Pada saat yang sama, rupanya suaminya juga telah mengurus penyelesaian perkawinan mereka melalui jalur agama. Suami membayar AMIL untuk mengeluarkan surat cerai kepada istrinya dengan biaya Rp. 450.000. Surat itu diberikan AMIL langsung kepada Ijah, bukan diberikan oleh suaminya sendiri. Menurut Ijah, hal itu sangat menyakitkan hatinya, ia berpikir suaminya telah benar-benar ingin bercerai.

Ijah mendaftarkan diri ke Pengadilan Agama, dengan menyerahkan uang ke kasir sebesar Rp 450.000,- sesuai dengan ketentuan Pengadilan sebagai uang ‘panjar’. Setelah mengisi formulir yang menyatakan kasus dan tujuannya, pihak pengadilan menyuruhnya menunggu kira-kira 2 minggu lagi sampai ada panggilan dari pengadilan. Namun baru 1 minggu menunggu, seseorang yang mengaku sebagai utusan dari Pengadilan Agama datang kerumah Ijah dengan membawa surat panggilan persidangan pertama. Orang tersebut meminta uang pengganti ongkos transport kepada Ijah. Permintaan tersebut ditolak Ijah, karena utusan tersebut datang atas permintaan Pengadilan Agama, sementara Ijah merasa sudah membayar uang panjar persidangan kepada Pengadilan Agama.

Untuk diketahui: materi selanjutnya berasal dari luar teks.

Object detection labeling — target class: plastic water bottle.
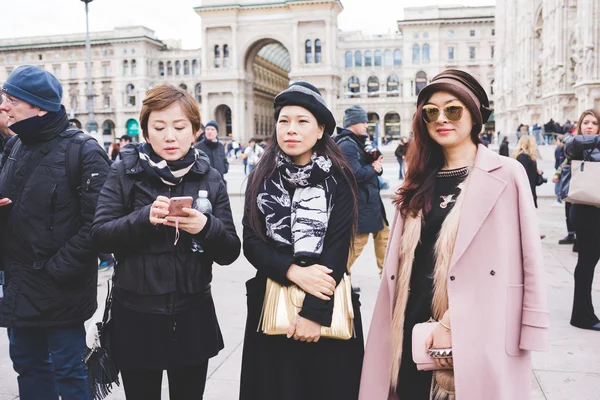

Didalam persidangan pertama yang dihadiri oleh ke dua belah pihak, Ijah dan suaminya,  Hakim hanya bertanya tentang kesungguhan mereka untuk bercerai. Pada saat itu Ijah menyatakan terserah suami. Sementara suami menegaskan tetap ingin bercerai. Sidang hanya berlangsung 20 menit. Perjalanan dari desa kemuning tempat tinggal Ijah ke kantor pengadilan jauh lebih lama dari waktu persidangan, yaitu sekitar 1 jam belum lagi harus menunggu diluar untuk beberapa saat menunggu giliran. Sidang ke dua dilanjutkan setelah menunggu 2 minggu lamanya yaitu sekitar tanggal 26 September 2007, sidang hanya membahas perlunya suami menyertakan surat rekomendasi dari atasannya di kantor. Sidang terus berlanjut sampai sidang ke VI pada bulan November 2007. Dua kali sidang Ijah tidak bisa menghadiri karena kesibukannya dalam aktivitasnya di LSM Pekka. Pada saat itu ia mengikuti sosialisasi dari Badilag (Badan Peradilan Agama-Mahkamah Agung) perihal mekanisme peradilan perceraian dan informasi biaya perkara.

Mereka akhirnya bercerai, Sidang ditutup.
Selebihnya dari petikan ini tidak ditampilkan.